“Was not their mistake once more bred of the life of slavery that they had been living?—a life which was always looking upon everything, except mankind, animate and inanimate—‘nature,’ as people used to call it—as one thing, and mankind as another, it was natural to people thinking in this way, that they should try to make ‘nature’ their slave, since they thought ‘nature’ was something outside them” — William Morris

Saturday, February 12, 2011

Ladies and Gentlemen, We Have Now Exited Modernity

I've been talking about it in my recent talks around and about, but it seemed important to share it as I reflect on the astonishing events that have taken place in Egypt and that are now taking place throughout Algeria and previously in Tunisia, and many other places too in the so called Middle East.

I can't help thinking that there is some congruence between the following phenomena:

1) Imperialism of the West, starting roughly 1800 (direct control of countries by European powers)
2) Correlationism, idealism and attendant nationalistic ideologies (“we” are the true bearers of the burden of history, the other is primitive or stupid or corrupt and lacks history and thus must be correlated to our way of seeing things, but forever “unavailable,” exoticized / or the inverse version in which the other is outside of history and that's a good thing, or the other is radically unknowable and we are stuck in some kind of Eurocentrism or whatever)
3) Modernity with attendant industrial capitalism giving rise to ecological emergency

I thus can't help thinking that we have now exited the moment in which these phenomena develop—let's call it modernity for short. Three counter-phenomena point to this:

1) Revolutions in the name of universal human values from which the orientalist West excluded the other for two centuries, thus making those places such as Egypt suddenly emerge in front of the West
2) The rise of anti-correlationist forms of speculative realism
3) Global warming and the emerging reaction to it as a genuine nonhuman entity that is not simply a product of a human gaze. (It's not just the stuff of charts and simulations, but is a huge object comprising sun, biosphere, fossil fuels etc.)

I expect some readers will decide that I'm saying that somehow writing philosophy is as important as starting a revolution. I'm not going to assert anything of that sort yet. And yes you may think of me as a self-centered arrogant guy. I won't deny it. I will still even think this congruence holds!

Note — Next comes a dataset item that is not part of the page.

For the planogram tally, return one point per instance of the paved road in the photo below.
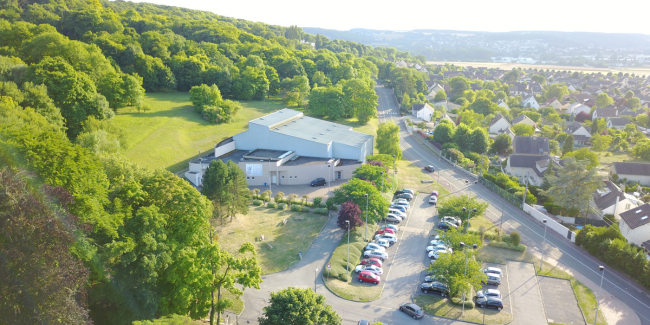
(624, 296)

What's particularly interesting is that each of the counter-phenomena are paradoxical:

1) You might have thought that Islamic countries had no strong democratic tradition (neoconservatives for instance hold this absurd view very strongly)
2) You might have thought that deconstruction and postcolonialism would be the intellectual movements that got us out of modernity
3) You might have thought that seeing ecology as connected feedback loops would undermine and overmine all entities on this planet into systems or material processes

In other words the counter-phenomena all share a certain form: the emergence of something surprising, counter-intuitive, real.

If you'd asked me last year I would have said, no, we're still in modernity. To all intents and purposes this is still the Romantic period. We have the same historical and philosophical issues, only slightly different hairdos.

Of course there may be some hot air from modernity still around. But the door is open and some of us realize we're out.

Yes, ladies and gents, it looks like we are out. So place your tray tables in an upright and locked position, this is going to be interesting.


skholiast said...

I'd rather say that the illusion of modernity is losing its last shreds of plausibility. More (a lot more) here.

Timothy Morton said...

That could be right! I shall take a look at this great-looking post.